# Rear speaker/6.1 in my room



## cburbs (Mar 27, 2007)

I have been playing around with my room and thought about going to 6.1. . The question is I have ELT DPAs for sides do I go with a different brand for that 6th channel or sell the Elt DPAs off and find 3 similiar rear speakers?
I made a black rectangle of where the 6th channel would go. I did test it out with a outdoor speaker and thought it filled the room more. 

Ideas - add one Rocket RS300. 
Add a JBL Balcony for cheap.
Sell the Elts off and go with maybe JBL 810s.
Still looking for other ideas.....

Current setup includes
EMO ULs/LPA1
Rocket 750s, 200, ELT DPAs.


----------



## MatrixDweller (Jul 24, 2007)

Aesthetically and sonically matching speakers are best. Also it's normally recommended that the rears be monopole. If you were to put another bi-pole speaker back there you might not get the full effect. 

Another factor against using a bipole is that you've got the white door on the one side so it is going to take some heavy reflections off the one side of the room and not as much on the other side.

I've heard 6.1/7.1 is over rated anyway and only valuable in large (wide) rooms.
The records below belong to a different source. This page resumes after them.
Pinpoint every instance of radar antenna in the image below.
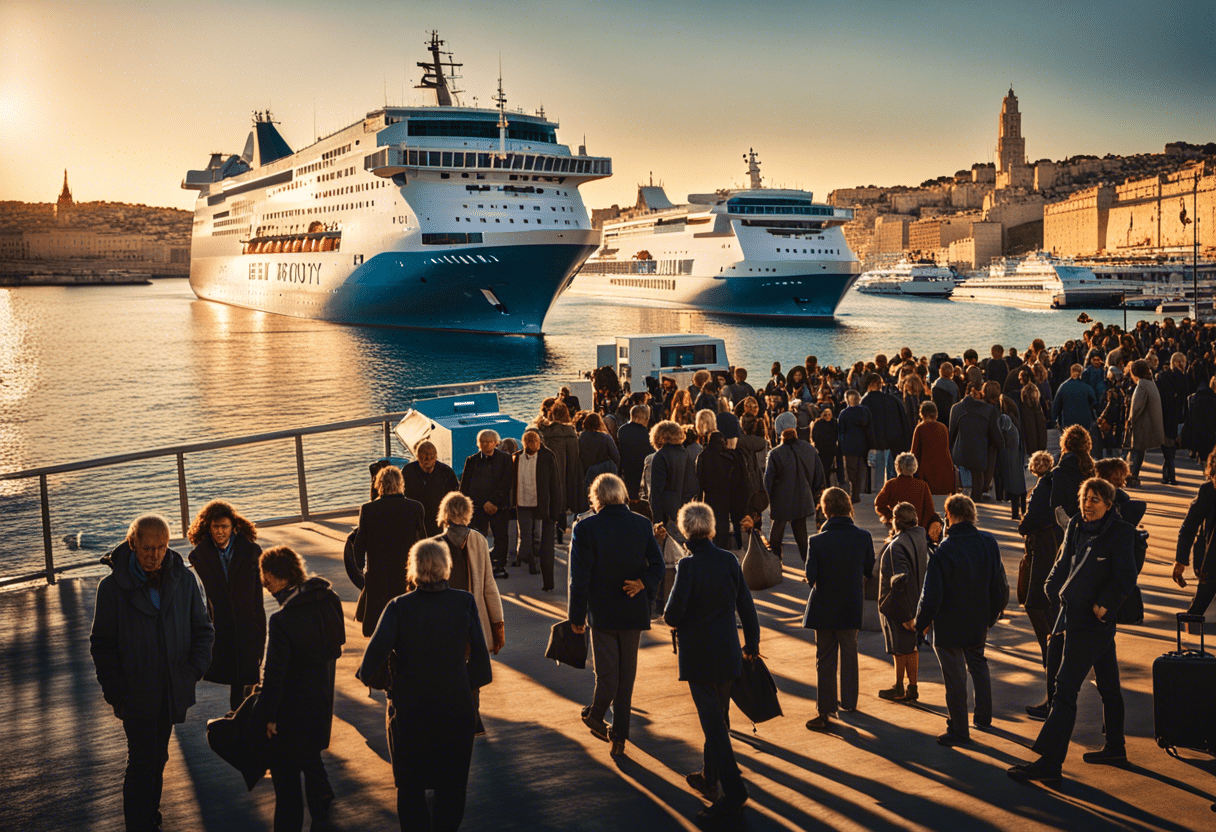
[494,63,508,159]
[743,147,764,190]
[413,32,465,107]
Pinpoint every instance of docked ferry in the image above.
[182,34,612,335]
[569,152,861,320]
[951,252,1143,309]
[856,259,956,298]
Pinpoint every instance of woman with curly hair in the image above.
[186,500,266,710]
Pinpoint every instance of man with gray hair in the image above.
[89,515,215,830]
[916,494,1009,747]
[460,429,513,578]
[567,473,664,757]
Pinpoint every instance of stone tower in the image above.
[55,168,75,225]
[996,86,1026,173]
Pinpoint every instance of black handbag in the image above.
[545,622,587,670]
[731,656,784,733]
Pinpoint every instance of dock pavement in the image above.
[0,456,1216,832]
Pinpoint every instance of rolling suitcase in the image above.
[1153,613,1216,757]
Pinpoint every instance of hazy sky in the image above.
[0,0,1216,208]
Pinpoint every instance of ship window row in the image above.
[409,118,557,145]
[405,150,612,176]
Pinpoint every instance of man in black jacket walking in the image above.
[460,431,512,578]
[89,515,215,832]
[916,494,1009,747]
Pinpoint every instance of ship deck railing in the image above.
[0,376,539,588]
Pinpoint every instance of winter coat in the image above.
[874,474,938,528]
[401,460,459,538]
[354,493,428,636]
[439,527,505,647]
[89,543,215,723]
[188,532,266,685]
[912,420,957,494]
[697,431,751,525]
[663,538,760,682]
[1052,378,1098,431]
[860,390,912,452]
[916,523,1009,647]
[253,578,347,751]
[567,505,665,630]
[1173,479,1216,577]
[878,525,929,632]
[511,445,562,521]
[1133,369,1188,445]
[950,395,1002,471]
[358,581,492,789]
[617,422,654,500]
[764,439,827,521]
[996,414,1026,495]
[649,443,688,523]
[837,404,877,456]
[540,422,582,515]
[803,513,870,630]
[1046,511,1137,630]
[1051,454,1092,517]
[1182,387,1216,460]
[1127,378,1165,450]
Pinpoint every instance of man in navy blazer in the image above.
[803,488,874,731]
[567,473,665,757]
[663,502,760,821]
[916,493,1009,747]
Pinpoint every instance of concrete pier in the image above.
[0,457,1216,832]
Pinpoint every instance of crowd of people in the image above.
[91,319,1216,830]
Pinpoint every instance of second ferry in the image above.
[569,152,861,320]
[182,34,612,335]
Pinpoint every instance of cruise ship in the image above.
[951,252,1143,309]
[569,151,861,320]
[856,259,956,298]
[182,34,612,335]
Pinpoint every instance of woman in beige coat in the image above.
[438,491,507,735]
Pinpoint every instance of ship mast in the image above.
[494,66,507,159]
[743,147,764,191]
[413,32,465,107]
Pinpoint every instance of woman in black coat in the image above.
[186,500,266,710]
[351,459,428,636]
[358,540,491,832]
[253,546,347,832]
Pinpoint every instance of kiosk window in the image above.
[659,344,717,367]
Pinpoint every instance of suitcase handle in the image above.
[1176,613,1207,653]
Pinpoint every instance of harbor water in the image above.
[0,280,1145,578]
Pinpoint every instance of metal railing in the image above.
[0,411,405,586]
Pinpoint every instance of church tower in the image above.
[55,168,75,225]
[996,86,1026,174]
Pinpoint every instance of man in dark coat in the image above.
[401,442,460,538]
[1011,477,1136,781]
[916,494,1009,747]
[186,500,266,710]
[351,462,428,636]
[89,515,215,830]
[838,390,876,502]
[764,428,827,562]
[567,474,664,757]
[253,546,347,830]
[617,405,654,500]
[512,428,562,592]
[460,428,510,578]
[861,373,912,488]
[663,502,760,821]
[950,387,1003,502]
[803,488,874,731]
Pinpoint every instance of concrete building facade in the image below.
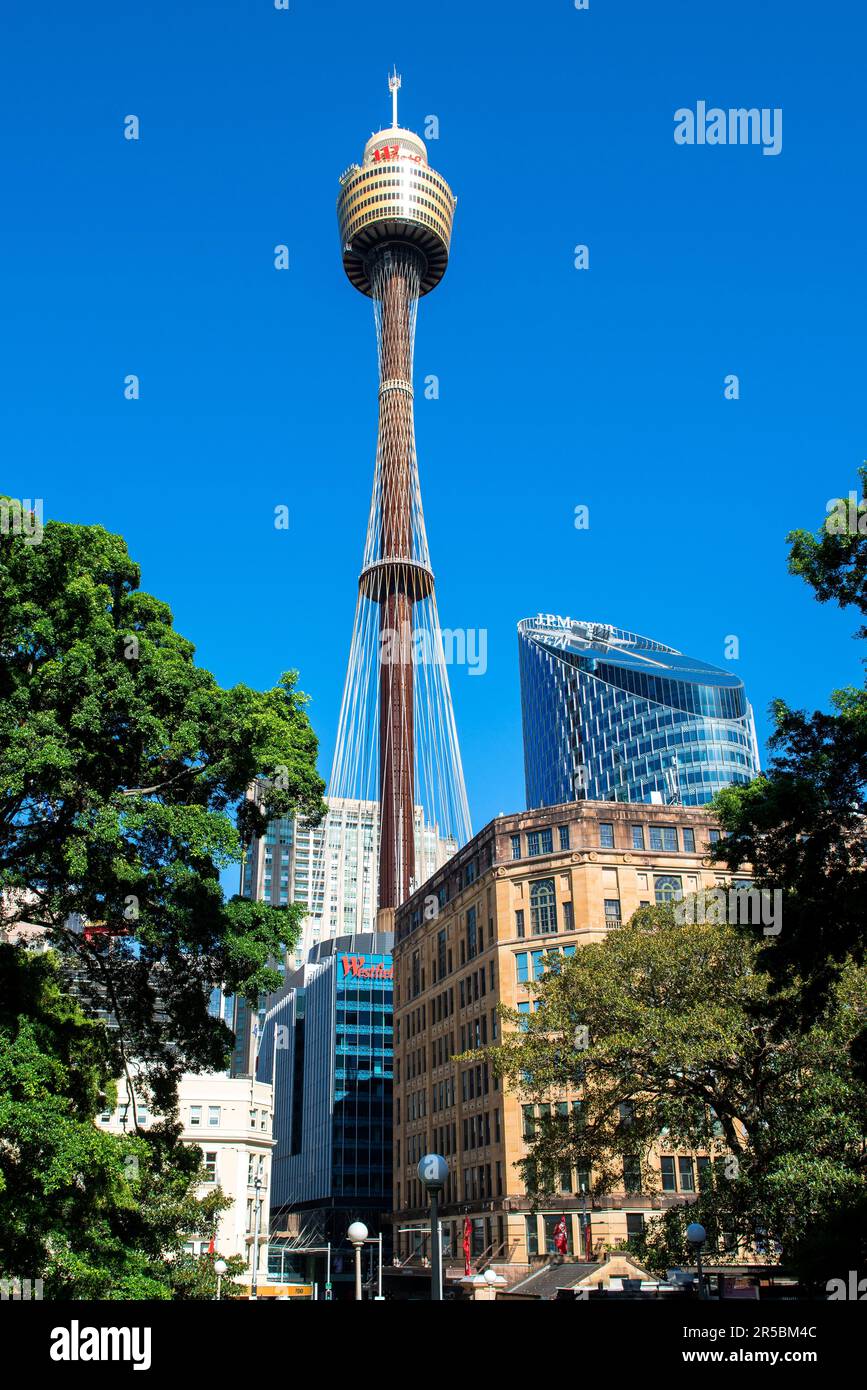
[97,1072,275,1283]
[393,801,732,1266]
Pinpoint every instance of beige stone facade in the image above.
[393,802,732,1268]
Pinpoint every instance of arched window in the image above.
[529,878,557,937]
[653,873,684,902]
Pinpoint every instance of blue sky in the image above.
[0,0,867,827]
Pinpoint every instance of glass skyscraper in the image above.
[518,613,759,810]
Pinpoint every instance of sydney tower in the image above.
[329,74,470,910]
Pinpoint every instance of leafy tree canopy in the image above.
[0,945,243,1300]
[0,523,324,1112]
[714,467,867,1045]
[485,905,867,1262]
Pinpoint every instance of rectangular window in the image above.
[660,1154,677,1193]
[678,1158,695,1193]
[624,1158,641,1193]
[627,1212,645,1240]
[650,826,678,853]
[527,827,554,858]
[524,1216,539,1258]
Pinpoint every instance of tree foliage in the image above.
[0,523,324,1109]
[714,468,867,1045]
[0,945,243,1300]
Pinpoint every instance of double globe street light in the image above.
[417,1154,449,1302]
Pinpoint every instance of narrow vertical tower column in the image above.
[329,74,470,909]
[372,246,422,906]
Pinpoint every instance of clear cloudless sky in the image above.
[0,0,867,828]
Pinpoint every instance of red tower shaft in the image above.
[374,250,420,908]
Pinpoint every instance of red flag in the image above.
[554,1216,568,1255]
[584,1216,593,1262]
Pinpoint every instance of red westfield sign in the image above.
[340,956,395,980]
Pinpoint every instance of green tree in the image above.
[485,906,867,1268]
[714,467,867,1056]
[0,945,243,1300]
[0,523,324,1113]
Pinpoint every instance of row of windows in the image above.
[340,178,454,217]
[511,826,570,859]
[463,1111,500,1152]
[515,939,575,984]
[340,165,449,198]
[343,207,443,242]
[599,820,720,855]
[343,188,452,222]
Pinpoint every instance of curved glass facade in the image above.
[518,613,759,809]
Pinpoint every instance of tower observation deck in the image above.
[329,74,471,909]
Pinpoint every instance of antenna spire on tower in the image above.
[389,64,400,125]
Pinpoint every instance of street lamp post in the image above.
[250,1173,261,1298]
[346,1220,367,1302]
[686,1220,707,1298]
[417,1154,449,1301]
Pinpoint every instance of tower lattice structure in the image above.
[329,74,471,909]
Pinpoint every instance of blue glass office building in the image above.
[518,613,759,810]
[257,933,395,1243]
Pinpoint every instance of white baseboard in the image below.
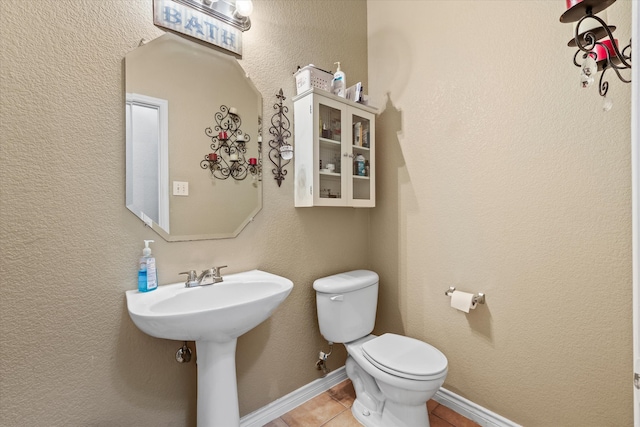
[433,388,522,427]
[240,366,347,427]
[240,366,522,427]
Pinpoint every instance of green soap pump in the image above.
[138,240,158,292]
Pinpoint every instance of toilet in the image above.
[313,270,447,427]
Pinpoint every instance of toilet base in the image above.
[351,398,431,427]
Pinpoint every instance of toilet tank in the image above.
[313,270,379,343]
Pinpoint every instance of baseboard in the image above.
[240,366,522,427]
[240,366,347,427]
[433,388,522,427]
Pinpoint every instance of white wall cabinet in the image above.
[293,89,377,208]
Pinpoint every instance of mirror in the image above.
[125,33,262,241]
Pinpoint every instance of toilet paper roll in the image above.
[451,291,478,313]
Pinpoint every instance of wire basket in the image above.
[294,65,333,95]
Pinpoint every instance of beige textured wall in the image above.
[0,0,369,426]
[368,0,633,427]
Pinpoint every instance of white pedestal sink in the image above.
[126,270,293,427]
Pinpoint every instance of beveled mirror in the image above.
[125,33,262,241]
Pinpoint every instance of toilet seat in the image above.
[362,334,447,381]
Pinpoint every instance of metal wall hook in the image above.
[444,286,484,304]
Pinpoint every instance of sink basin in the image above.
[127,270,293,342]
[126,270,293,427]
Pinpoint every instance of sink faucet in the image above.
[180,265,226,288]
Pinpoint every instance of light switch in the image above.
[173,181,189,196]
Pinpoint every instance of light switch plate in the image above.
[173,181,189,196]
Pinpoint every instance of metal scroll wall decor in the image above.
[269,89,293,187]
[560,0,631,111]
[200,105,262,181]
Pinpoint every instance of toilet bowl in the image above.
[313,270,448,427]
[345,334,447,427]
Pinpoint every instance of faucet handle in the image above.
[211,265,227,283]
[213,265,228,276]
[178,270,198,287]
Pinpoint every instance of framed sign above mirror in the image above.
[153,0,252,55]
[125,33,262,241]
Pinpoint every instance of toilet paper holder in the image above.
[444,286,484,304]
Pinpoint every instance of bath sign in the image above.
[153,0,242,55]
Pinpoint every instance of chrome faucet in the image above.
[180,265,226,288]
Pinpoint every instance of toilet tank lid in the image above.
[313,270,379,294]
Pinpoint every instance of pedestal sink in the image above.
[126,270,293,427]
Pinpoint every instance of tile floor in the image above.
[264,380,480,427]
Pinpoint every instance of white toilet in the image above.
[313,270,447,427]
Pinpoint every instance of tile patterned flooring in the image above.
[264,379,480,427]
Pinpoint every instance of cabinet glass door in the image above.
[351,114,373,200]
[318,103,344,203]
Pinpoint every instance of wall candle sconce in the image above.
[269,89,293,187]
[200,105,262,181]
[560,0,631,111]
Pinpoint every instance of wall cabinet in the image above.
[293,89,377,208]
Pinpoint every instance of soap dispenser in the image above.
[331,62,347,98]
[138,240,158,292]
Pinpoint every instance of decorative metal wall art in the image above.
[269,89,293,187]
[560,0,631,111]
[200,105,262,181]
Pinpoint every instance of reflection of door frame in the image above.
[631,1,640,427]
[127,93,170,233]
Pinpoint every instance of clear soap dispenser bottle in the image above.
[138,240,158,292]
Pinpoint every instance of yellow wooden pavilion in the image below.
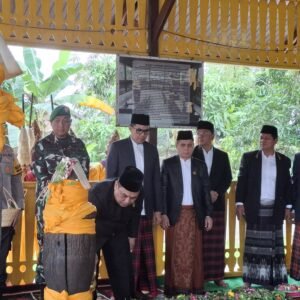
[0,0,300,285]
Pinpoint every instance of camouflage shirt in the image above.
[33,133,90,198]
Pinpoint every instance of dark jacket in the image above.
[193,146,232,211]
[89,178,143,250]
[106,138,162,218]
[236,151,291,225]
[161,155,213,228]
[293,153,300,222]
[32,132,90,198]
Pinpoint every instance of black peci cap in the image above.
[119,166,144,192]
[260,125,278,139]
[131,114,150,126]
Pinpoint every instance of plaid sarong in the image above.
[243,206,287,286]
[165,206,204,297]
[290,223,300,280]
[132,216,157,294]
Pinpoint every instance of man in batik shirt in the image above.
[33,105,90,284]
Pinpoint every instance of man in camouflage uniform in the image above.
[33,105,90,284]
[0,145,24,288]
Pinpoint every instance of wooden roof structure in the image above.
[0,0,300,69]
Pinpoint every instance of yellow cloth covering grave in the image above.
[44,180,96,234]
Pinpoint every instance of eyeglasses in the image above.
[52,119,72,125]
[134,128,150,135]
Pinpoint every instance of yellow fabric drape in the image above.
[89,163,106,181]
[44,287,93,300]
[44,180,96,234]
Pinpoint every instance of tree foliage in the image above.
[203,64,300,175]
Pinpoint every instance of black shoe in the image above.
[133,292,149,300]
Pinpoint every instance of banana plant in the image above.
[4,48,83,119]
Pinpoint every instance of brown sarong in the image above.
[165,206,204,296]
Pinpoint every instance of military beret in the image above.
[50,105,71,122]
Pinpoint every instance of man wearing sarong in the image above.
[193,121,232,287]
[236,125,291,287]
[290,153,300,280]
[89,166,144,300]
[106,114,162,299]
[161,130,213,297]
[0,144,24,288]
[33,105,90,284]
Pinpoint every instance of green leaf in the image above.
[40,64,83,98]
[52,51,71,72]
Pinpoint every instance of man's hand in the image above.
[128,237,135,252]
[210,191,219,203]
[153,211,161,225]
[235,205,245,221]
[204,216,213,231]
[160,215,170,230]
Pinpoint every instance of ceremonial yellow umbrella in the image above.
[79,96,115,115]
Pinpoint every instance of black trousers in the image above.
[102,232,133,300]
[0,227,15,287]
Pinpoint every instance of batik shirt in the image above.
[33,133,90,198]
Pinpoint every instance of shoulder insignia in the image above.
[13,159,22,175]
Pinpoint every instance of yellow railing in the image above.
[7,183,292,285]
[0,0,300,69]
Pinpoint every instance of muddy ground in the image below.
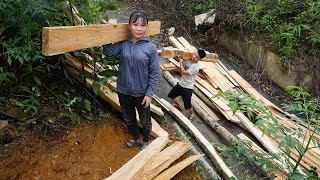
[0,0,292,179]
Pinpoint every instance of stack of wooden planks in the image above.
[42,21,203,179]
[161,36,320,179]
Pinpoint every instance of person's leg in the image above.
[168,84,182,110]
[188,107,194,120]
[118,93,140,143]
[136,97,152,148]
[181,88,194,120]
[171,97,182,110]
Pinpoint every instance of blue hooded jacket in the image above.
[103,37,160,97]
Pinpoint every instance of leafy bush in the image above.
[0,0,125,121]
[217,87,320,179]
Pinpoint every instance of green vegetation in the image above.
[239,0,320,57]
[0,0,126,129]
[186,0,320,95]
[217,87,320,179]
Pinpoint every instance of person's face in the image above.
[191,52,200,62]
[129,17,148,41]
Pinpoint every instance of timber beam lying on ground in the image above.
[161,99,235,179]
[158,47,219,62]
[42,21,161,56]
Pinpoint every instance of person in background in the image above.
[168,49,206,120]
[103,12,160,149]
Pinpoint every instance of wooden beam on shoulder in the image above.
[42,21,161,56]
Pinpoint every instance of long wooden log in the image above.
[64,53,164,116]
[136,141,191,180]
[158,47,219,62]
[154,154,204,180]
[161,99,235,179]
[42,21,161,56]
[67,66,169,137]
[105,137,169,180]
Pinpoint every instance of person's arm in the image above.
[102,42,121,56]
[179,58,190,75]
[142,45,160,108]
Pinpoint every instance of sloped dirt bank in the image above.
[0,117,200,180]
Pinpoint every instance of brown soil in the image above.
[0,118,200,179]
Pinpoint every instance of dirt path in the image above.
[0,118,200,180]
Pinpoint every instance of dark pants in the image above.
[118,93,152,142]
[168,84,193,109]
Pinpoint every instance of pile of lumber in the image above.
[42,17,203,179]
[160,36,320,179]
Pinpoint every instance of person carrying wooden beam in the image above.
[103,12,160,149]
[168,49,206,120]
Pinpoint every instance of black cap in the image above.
[198,49,207,59]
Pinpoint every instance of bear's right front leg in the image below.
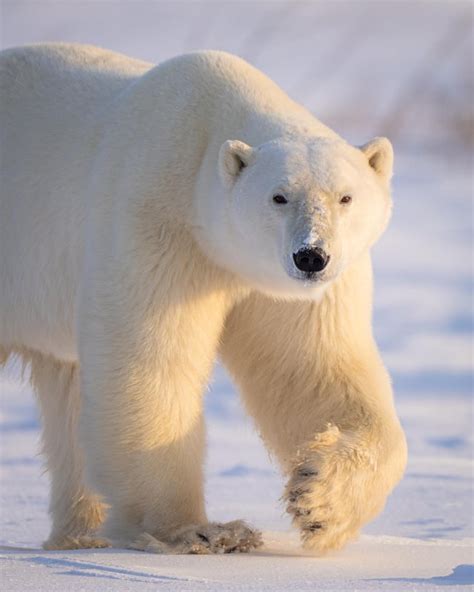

If you really want the added rears, I'd keep the DPAs where they are and add two monopole Rocket 250s. One where you have the black box and the other in between the black door and the AV rack. 

A Rocket 300 or 250 would be a good match I would think. 

Also I'd be careful of people hitting it when coming through the white door. Recessing a 250 into the wall would not be good since they are rear ported.


----------